Each of these ETFs will strategically invest their assets in prediction market bets that correspond to the political outcomes represented by the respective fund. This innovative investment vehicle mirrors how a bitcoin ETF allows exposure to cryptocurrency without the need for direct ownership, providing a similar convenience for political predictions. The rise of prediction markets has been driven by their ability to aggregate information and sentiments regarding political events, making them an appealing option for investors who want to capitalize on uncertainty. By leveraging the predictive power of these markets, Bitwise seeks to provide a structured and regulated means for investors to engage with political outcomes.

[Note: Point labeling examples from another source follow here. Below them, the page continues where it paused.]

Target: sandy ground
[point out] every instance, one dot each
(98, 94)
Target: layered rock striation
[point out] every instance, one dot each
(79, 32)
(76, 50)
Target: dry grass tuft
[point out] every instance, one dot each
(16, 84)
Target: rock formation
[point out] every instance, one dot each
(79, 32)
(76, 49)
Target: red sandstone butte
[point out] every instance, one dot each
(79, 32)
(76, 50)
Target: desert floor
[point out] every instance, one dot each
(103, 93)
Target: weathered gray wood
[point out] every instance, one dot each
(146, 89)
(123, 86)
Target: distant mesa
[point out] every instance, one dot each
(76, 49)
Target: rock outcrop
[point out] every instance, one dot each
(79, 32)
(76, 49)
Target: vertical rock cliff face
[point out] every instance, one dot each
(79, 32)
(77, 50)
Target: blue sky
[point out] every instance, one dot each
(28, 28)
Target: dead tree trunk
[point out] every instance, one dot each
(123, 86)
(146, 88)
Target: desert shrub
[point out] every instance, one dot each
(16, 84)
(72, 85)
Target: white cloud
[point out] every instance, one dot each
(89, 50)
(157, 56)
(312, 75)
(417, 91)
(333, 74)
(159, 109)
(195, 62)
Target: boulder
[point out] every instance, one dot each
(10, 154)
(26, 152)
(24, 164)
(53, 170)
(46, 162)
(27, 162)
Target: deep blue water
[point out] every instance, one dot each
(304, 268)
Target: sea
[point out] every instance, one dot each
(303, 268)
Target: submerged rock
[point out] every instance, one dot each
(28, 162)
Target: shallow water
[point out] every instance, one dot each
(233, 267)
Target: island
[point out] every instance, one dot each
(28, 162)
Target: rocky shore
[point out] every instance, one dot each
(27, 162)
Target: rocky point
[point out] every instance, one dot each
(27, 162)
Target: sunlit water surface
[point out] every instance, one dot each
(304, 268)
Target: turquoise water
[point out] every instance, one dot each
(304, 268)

This could potentially reshape how investors think about and engage with the political landscape, merging traditional finance with emerging market concepts in a unique way. As Bitwise enters this space, it aims to replicate the success it has seen with cryptocurrency ETFs, which have opened the door to crypto investment for a wider array of prospective investors, including institutions. The company's foray into prediction markets could democratize access to political betting, making it more appealing to both retail and institutional investors alike. The broader implications of this trend indicate a shift in how financial markets can interact with and reflect societal events, such as elections.

Moreover, the introduction of these ETFs could help further legitimize prediction markets as a viable investment strategy, positioning them alongside more traditional financial products. By bringing a structured and regulated approach to the often chaotic world of political betting, Bitwise's initiative may establish a new standard for how investors engage with and profit from forecasting political events. In an era where traditional polling methods have faced scrutiny for their accuracy, prediction markets offer a fresh perspective by allowing individuals to place monetary bets on outcomes. This financial stake often leads to more accurate representations of public sentiment and electoral dynamics, as market participants have a vested interest in the accuracy of their predictions.

As such, the development of these ETFs could not only provide investors with an opportunity to profit but also contribute to a more nuanced understanding of political trends. The launch of these ETFs also arrives at a time when the financial industry is increasingly exploring the tokenization of assets and the integration of blockchain technology into traditional finance. The New York Stock Exchange (NYSE) has acknowledged its responsibility to engage in tokenization, indicating a broader industry trend towards the digitization of financial products. As these developments unfold, Bitwise's prediction market ETFs may serve as a pioneering example of how financial instruments can evolve in tandem with technological advancements.

With the SEC's approval of these ETFs, Bitwise could potentially carve out a new niche within the financial markets, attracting a diverse range of investors who are eager to engage with political forecasting in a regulated environment. The success of these products will likely depend on investor interest and market dynamics leading up to the 2028 presidential election, as well as the performance of Bitwise's previous mid-term election ETFs. Overall, Bitwise's strategic move to launch prediction market ETFs signifies a bold step towards integrating political predictions into mainstream finance, offering investors new tools to navigate the complexities of electoral outcomes.